One of the most important factors in online marketing strategies is being able to measure the results of your campaigns. Without this ability you have no idea whether your efforts are successfully drawing in a new audience to your website. Probably the best known and most widely used tool for this job is Google Analytics. For those who aren’t familiar with Google Analytics it is free service provided by Google to measure visitors to your website. Basically you set up an Analytics account, add some code to your website and the next day you are able to log in to your control panel and see how many visitors you had the previous day. It also provides lots of useful metrics on things like where your site visitors are coming from, which pages they visit before leaving, how long they stay on your site for and more.
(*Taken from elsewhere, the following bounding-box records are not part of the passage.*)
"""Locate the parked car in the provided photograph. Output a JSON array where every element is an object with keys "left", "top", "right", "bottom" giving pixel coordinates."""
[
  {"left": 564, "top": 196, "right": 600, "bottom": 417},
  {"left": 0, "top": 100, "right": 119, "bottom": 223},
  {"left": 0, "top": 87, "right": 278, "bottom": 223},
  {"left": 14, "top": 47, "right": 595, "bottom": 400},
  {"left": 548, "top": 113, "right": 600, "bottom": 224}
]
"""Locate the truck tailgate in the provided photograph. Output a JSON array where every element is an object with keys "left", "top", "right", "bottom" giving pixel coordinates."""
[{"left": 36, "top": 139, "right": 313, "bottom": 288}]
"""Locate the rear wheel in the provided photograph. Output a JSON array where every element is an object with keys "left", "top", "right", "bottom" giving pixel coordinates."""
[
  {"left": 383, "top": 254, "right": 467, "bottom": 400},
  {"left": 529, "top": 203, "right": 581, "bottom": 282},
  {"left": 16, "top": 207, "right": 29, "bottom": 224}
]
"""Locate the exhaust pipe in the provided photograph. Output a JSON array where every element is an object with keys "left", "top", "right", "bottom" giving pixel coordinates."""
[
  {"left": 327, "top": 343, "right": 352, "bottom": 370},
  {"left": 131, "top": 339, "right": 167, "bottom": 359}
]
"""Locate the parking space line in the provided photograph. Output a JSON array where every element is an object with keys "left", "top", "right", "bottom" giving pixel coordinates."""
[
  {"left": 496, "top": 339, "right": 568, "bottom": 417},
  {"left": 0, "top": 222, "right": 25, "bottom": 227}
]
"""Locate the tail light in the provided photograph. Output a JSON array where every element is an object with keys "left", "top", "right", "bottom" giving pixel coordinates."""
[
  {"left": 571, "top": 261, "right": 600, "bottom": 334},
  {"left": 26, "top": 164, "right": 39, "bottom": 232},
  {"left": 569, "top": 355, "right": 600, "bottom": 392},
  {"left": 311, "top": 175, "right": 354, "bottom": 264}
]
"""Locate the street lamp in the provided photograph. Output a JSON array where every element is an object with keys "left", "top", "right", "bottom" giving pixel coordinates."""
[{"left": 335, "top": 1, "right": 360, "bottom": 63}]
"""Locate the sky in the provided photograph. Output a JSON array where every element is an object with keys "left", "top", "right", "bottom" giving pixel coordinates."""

Lately however there has been a bit of a set back. Over the last year there has been a continued rise in referral spam. This is the practice of bots visiting your site with the intention of being recognised by Google Analytics as a Referral visitor. As you can see in the image below, when you are viewing your website referral traffic you are shown the URL of where your visitors are coming from.

 

Google-Analytics-1

 

If you are unfamiliar with Referral spam then your natural reaction is to look at the web page that is redirecting traffic to you to find out how it works. At this point I’m not sure what the Spammers thinking is. Are you supposed to be so blown away by their clever ruse that you immediately sign up for their services? I would assume that most people were more likely to think “Hmm, these guys look dodgy. I’ not going to touch them with a barge pole.” Nevertheless it must work for some people and as it is very cheap for the spammers to do then a fraction of a percentage convert then it is worth them continuing with this strategy.

So how can we deal with these annoying bots? One thing you can do is go through the process of setting up a filter for the offending domain name. However new referral spam is created so often that you are likely to find yourself carrying out this Sisyphean task on a daily basis.

A quick fix is to look at your traffic in the Acquisitions Overview as seen in the image below and simply ignore the referral data.

 

Google-Analytics-2

 

Unless of course you are expecting a lot of referral traffic in which case you’ll have to enter that specific section and ignore the obvious spammy titles such as traffic2money.com and seobuttons.com. After all if you are running a campaign from which you are expecting referral traffic then you’re probably going to know the website that it’s going to be coming from.

However these solutions are of course not ideal. Unfortunately Google is currently powerless to stop referral spam at the root but hopefully this will change in the near future.